The entropic regularization allows for scalable algorithms tailored to modern high-dimensional data domains. Sinkhorn iterations, stochastic block solvers, and neural estimation methods scale polynomially with data size and permit parallelization and GPU acceleration (Liu et al., 2018, Wang et al., 2024, Abid et al., 2018). Domain decomposition, adaptive sparsity, multiscale, and parallel processing further amplify tractability for applications such as massive image comparison, generative modeling, and domain adaptation (Bonafini et al., 2020, Liu et al., 2018).

Sinkhorn divergence and entropy-regularized Wasserstein losses have been adopted in discriminative learning, generative adversarial networks, color transfer, and multi-sample testing, supported by rigorous theoretical and empirical advances. The machine learning community leverages these regularized formulations to sidestep non-smoothness and statistical inefficiencies inherent in classical OT.
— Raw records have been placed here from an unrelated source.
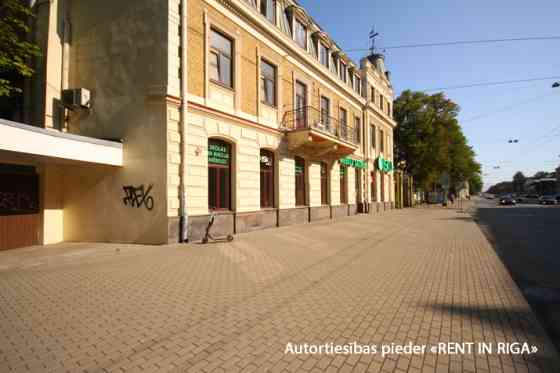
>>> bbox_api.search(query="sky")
[299,0,560,188]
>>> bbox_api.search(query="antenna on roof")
[369,26,379,54]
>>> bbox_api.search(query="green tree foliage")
[0,0,40,97]
[394,90,482,190]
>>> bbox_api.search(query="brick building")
[0,0,396,246]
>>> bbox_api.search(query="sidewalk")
[0,208,560,373]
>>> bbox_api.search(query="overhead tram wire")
[419,76,560,92]
[346,36,560,52]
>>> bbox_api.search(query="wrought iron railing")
[282,106,358,145]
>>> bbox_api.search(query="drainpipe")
[179,0,188,243]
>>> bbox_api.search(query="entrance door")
[0,164,40,250]
[295,81,307,129]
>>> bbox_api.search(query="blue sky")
[299,0,560,187]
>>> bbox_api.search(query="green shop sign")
[339,158,367,169]
[377,157,393,173]
[208,144,229,165]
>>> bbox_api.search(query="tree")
[0,0,40,97]
[394,90,480,190]
[513,171,527,193]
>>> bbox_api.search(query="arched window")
[295,157,305,206]
[208,139,231,210]
[260,149,274,208]
[340,164,348,203]
[321,162,329,205]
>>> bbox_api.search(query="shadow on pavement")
[474,206,560,350]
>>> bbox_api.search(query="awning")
[0,119,123,166]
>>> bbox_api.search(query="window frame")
[259,58,278,108]
[208,26,235,90]
[319,162,329,206]
[259,149,276,209]
[317,40,330,69]
[338,60,348,83]
[294,157,307,207]
[258,0,277,25]
[319,95,331,127]
[294,17,307,51]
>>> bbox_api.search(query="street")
[476,199,560,354]
[0,206,560,373]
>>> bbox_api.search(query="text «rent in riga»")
[284,342,538,357]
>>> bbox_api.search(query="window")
[261,60,277,107]
[321,162,329,205]
[294,19,307,50]
[321,96,331,129]
[331,53,338,74]
[354,77,362,95]
[296,81,307,129]
[340,165,348,203]
[340,108,348,139]
[208,139,231,210]
[340,61,348,83]
[261,149,274,208]
[319,42,329,67]
[295,157,305,206]
[210,30,233,88]
[260,0,276,24]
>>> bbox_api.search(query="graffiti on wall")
[123,184,154,211]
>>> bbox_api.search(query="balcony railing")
[282,106,358,145]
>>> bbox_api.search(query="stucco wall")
[59,0,172,243]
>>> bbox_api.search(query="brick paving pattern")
[0,208,560,373]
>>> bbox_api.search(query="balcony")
[282,106,359,160]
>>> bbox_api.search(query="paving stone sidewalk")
[0,208,560,373]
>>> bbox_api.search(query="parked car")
[539,195,558,205]
[499,194,517,206]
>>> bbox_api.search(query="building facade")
[0,0,396,250]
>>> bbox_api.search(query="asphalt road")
[475,199,560,350]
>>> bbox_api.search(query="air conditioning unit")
[62,88,91,109]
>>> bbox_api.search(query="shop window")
[209,30,233,88]
[260,149,274,208]
[370,171,377,202]
[295,157,305,206]
[340,165,348,204]
[354,117,362,144]
[321,162,329,205]
[208,139,231,210]
[261,60,277,107]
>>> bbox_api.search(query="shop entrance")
[0,164,40,250]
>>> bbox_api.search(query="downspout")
[179,0,188,243]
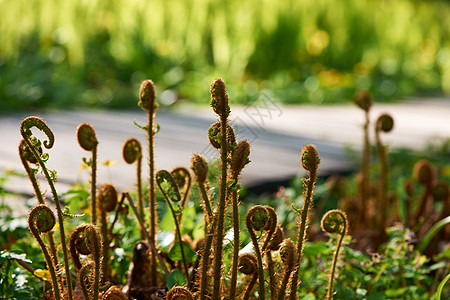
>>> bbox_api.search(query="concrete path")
[0,93,450,199]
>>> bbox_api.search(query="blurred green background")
[0,0,450,112]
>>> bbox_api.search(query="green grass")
[0,0,450,111]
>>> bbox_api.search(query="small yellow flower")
[102,159,117,167]
[34,269,52,281]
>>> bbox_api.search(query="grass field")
[0,0,450,110]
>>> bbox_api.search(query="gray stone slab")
[0,99,450,198]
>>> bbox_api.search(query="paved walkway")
[0,94,450,198]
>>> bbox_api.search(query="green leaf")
[169,242,197,262]
[167,269,186,289]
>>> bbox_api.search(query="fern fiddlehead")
[230,140,250,300]
[320,209,348,300]
[138,80,158,286]
[375,114,394,230]
[77,123,98,224]
[290,145,320,300]
[20,116,73,300]
[245,205,270,299]
[239,253,258,300]
[208,79,235,299]
[28,204,61,300]
[97,183,117,278]
[156,170,189,282]
[122,138,146,240]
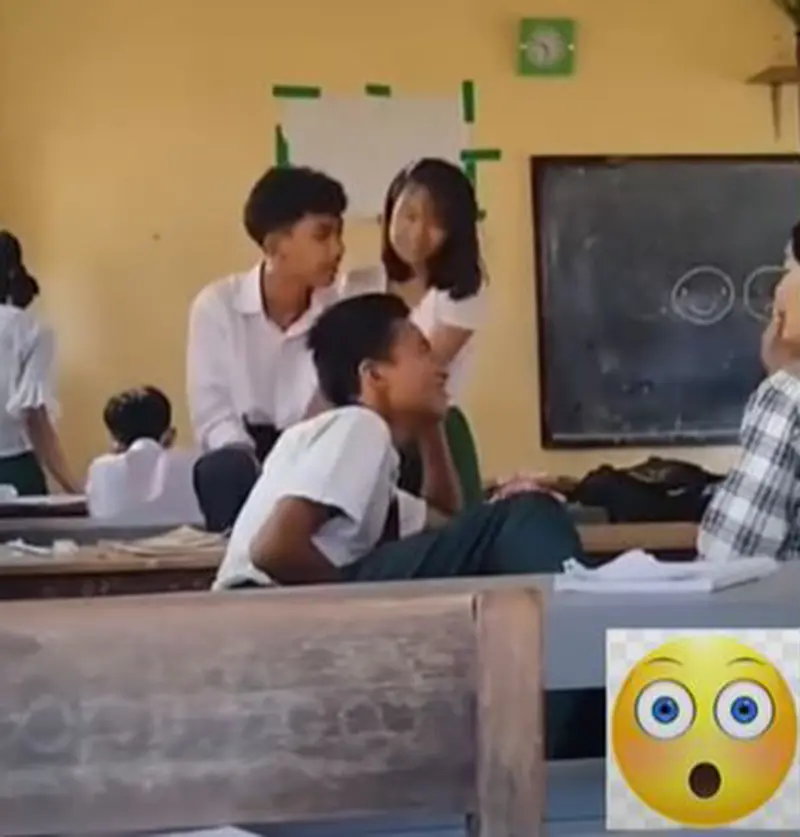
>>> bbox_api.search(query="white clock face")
[525,29,567,67]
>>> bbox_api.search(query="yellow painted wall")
[0,0,794,480]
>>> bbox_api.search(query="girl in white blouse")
[0,231,80,495]
[343,158,486,494]
[344,158,486,402]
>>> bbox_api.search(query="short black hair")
[308,294,409,407]
[381,157,484,299]
[103,386,172,448]
[0,230,39,308]
[244,166,347,247]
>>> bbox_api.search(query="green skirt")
[0,451,48,497]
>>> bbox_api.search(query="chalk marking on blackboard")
[670,264,736,326]
[742,264,786,323]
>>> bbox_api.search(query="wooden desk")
[0,497,89,522]
[0,523,697,600]
[0,580,545,837]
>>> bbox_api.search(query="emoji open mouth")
[689,761,722,799]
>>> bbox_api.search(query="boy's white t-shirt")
[0,303,58,457]
[86,439,203,525]
[212,406,427,590]
[339,267,486,402]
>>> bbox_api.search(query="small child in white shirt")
[86,386,203,525]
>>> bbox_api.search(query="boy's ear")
[358,360,384,386]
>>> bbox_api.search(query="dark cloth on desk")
[342,493,583,581]
[0,451,49,497]
[569,456,722,523]
[194,422,281,532]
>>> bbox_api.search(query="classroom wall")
[0,0,795,474]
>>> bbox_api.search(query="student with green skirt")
[0,231,81,496]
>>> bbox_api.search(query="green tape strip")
[272,84,322,99]
[461,81,475,124]
[461,148,502,162]
[464,160,478,189]
[275,125,291,168]
[364,84,392,97]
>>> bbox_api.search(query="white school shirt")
[339,267,486,402]
[187,264,338,450]
[86,439,203,526]
[212,406,427,590]
[0,304,57,457]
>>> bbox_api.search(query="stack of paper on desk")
[554,549,779,593]
[99,526,225,557]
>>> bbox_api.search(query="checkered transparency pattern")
[606,628,800,831]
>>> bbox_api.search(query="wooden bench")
[0,582,545,837]
[0,523,697,600]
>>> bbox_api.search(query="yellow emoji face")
[611,634,797,827]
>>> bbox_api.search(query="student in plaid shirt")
[697,224,800,560]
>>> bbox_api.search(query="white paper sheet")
[281,95,469,219]
[553,553,779,593]
[0,494,86,509]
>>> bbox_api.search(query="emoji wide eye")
[714,680,775,738]
[636,680,694,739]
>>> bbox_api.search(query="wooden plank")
[578,523,698,555]
[0,588,539,837]
[476,590,545,837]
[0,523,697,576]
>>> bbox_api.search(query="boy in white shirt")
[187,166,347,531]
[86,386,202,525]
[214,294,582,589]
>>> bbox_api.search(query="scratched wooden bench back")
[0,589,542,837]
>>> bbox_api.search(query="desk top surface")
[0,523,697,576]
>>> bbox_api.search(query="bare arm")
[23,407,81,494]
[419,423,462,516]
[250,497,341,584]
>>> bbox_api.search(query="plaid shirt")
[697,371,800,559]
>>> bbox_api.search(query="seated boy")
[86,387,202,524]
[214,294,582,589]
[697,262,800,561]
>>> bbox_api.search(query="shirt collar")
[234,262,339,336]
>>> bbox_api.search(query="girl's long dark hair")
[0,230,39,308]
[381,157,484,300]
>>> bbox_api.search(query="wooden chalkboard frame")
[529,153,800,450]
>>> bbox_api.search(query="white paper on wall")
[281,94,469,219]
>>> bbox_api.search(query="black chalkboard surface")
[531,156,800,448]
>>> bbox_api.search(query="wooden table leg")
[476,590,545,837]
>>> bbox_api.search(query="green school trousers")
[343,492,583,581]
[342,493,605,760]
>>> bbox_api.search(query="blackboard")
[531,156,800,448]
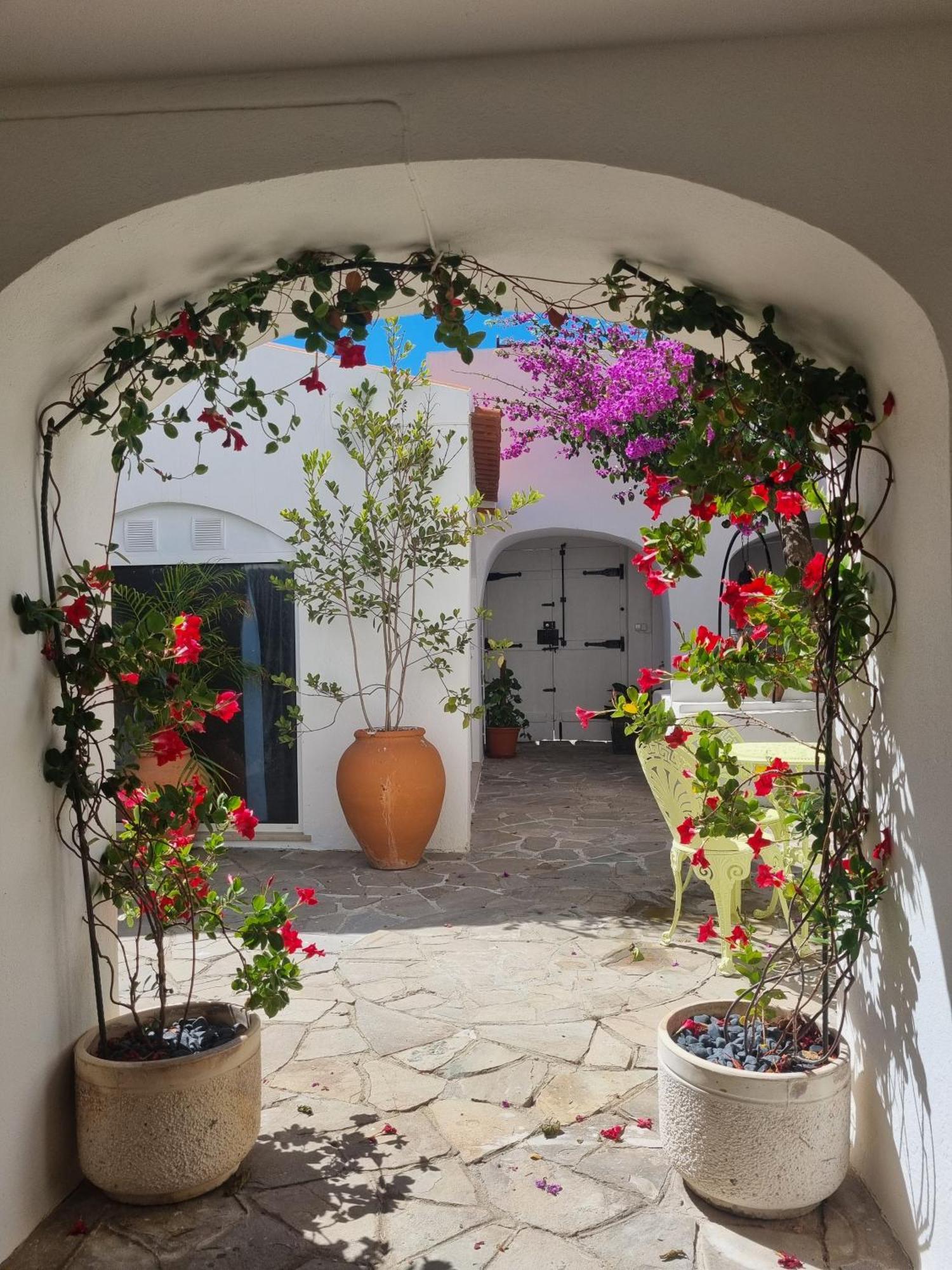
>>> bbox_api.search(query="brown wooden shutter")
[470,406,503,503]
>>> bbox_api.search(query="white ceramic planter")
[658,1001,850,1218]
[74,1001,261,1204]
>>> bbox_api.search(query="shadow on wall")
[849,667,952,1265]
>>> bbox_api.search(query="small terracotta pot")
[338,728,447,869]
[74,1001,261,1204]
[486,728,519,758]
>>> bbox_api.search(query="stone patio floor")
[6,745,909,1270]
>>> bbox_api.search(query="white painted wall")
[117,344,472,851]
[0,17,952,1270]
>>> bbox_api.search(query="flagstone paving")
[6,745,909,1270]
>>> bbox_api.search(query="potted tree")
[277,321,538,869]
[482,640,529,758]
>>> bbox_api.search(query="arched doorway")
[485,532,652,740]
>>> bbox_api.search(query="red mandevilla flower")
[801,551,826,594]
[697,917,717,944]
[231,799,259,841]
[334,335,367,371]
[208,688,241,723]
[278,918,303,952]
[678,815,697,847]
[152,728,188,767]
[635,665,664,692]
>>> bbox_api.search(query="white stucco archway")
[0,159,952,1264]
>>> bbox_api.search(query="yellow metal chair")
[635,719,790,974]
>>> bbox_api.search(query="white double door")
[485,538,628,740]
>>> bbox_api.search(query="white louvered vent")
[123,521,156,551]
[192,516,225,551]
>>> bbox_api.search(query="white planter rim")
[74,1001,261,1086]
[658,998,849,1101]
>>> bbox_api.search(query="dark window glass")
[116,564,298,824]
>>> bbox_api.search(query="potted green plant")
[14,572,321,1204]
[275,321,538,869]
[482,640,529,758]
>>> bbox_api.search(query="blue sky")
[278,314,541,371]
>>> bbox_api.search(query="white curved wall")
[0,27,952,1267]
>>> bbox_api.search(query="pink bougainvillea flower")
[697,917,717,944]
[62,596,93,626]
[755,864,787,888]
[748,824,772,860]
[801,551,826,593]
[635,665,664,692]
[773,489,806,521]
[688,494,717,521]
[645,570,674,596]
[208,688,241,723]
[873,829,892,860]
[231,799,258,841]
[198,406,228,432]
[680,1019,707,1036]
[334,335,367,371]
[152,728,188,767]
[159,309,202,348]
[116,785,146,812]
[278,918,303,952]
[770,458,803,485]
[171,613,202,665]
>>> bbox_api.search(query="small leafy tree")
[274,321,538,738]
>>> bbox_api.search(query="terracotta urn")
[338,728,447,869]
[74,1001,261,1204]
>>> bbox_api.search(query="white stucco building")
[0,0,952,1270]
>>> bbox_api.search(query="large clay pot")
[486,728,519,758]
[338,728,447,869]
[658,1001,850,1218]
[74,1001,261,1204]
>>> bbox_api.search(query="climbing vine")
[14,248,891,1044]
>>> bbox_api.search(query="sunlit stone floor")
[6,745,909,1270]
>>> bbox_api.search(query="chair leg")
[661,847,691,944]
[710,855,741,974]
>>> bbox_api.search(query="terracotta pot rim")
[354,726,426,740]
[74,1001,261,1083]
[658,997,850,1087]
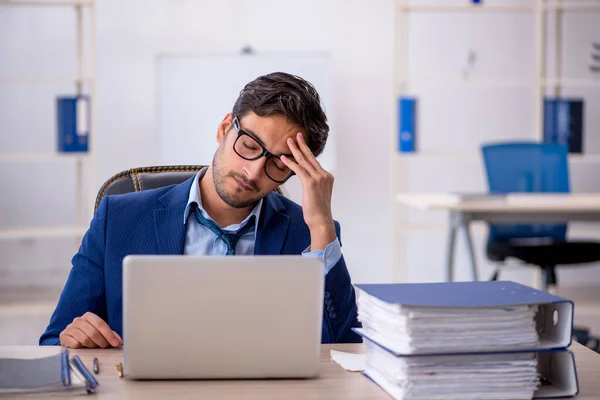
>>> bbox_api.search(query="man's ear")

In summary, entropically regularized optimal transport provides a robust, scalable, and theoretically justified basis for both computation and inference in transport-based modeling. Its dual structure, convergence theory, and statistical properties make it foundational for modern applications in analysis, statistics, and machine learning.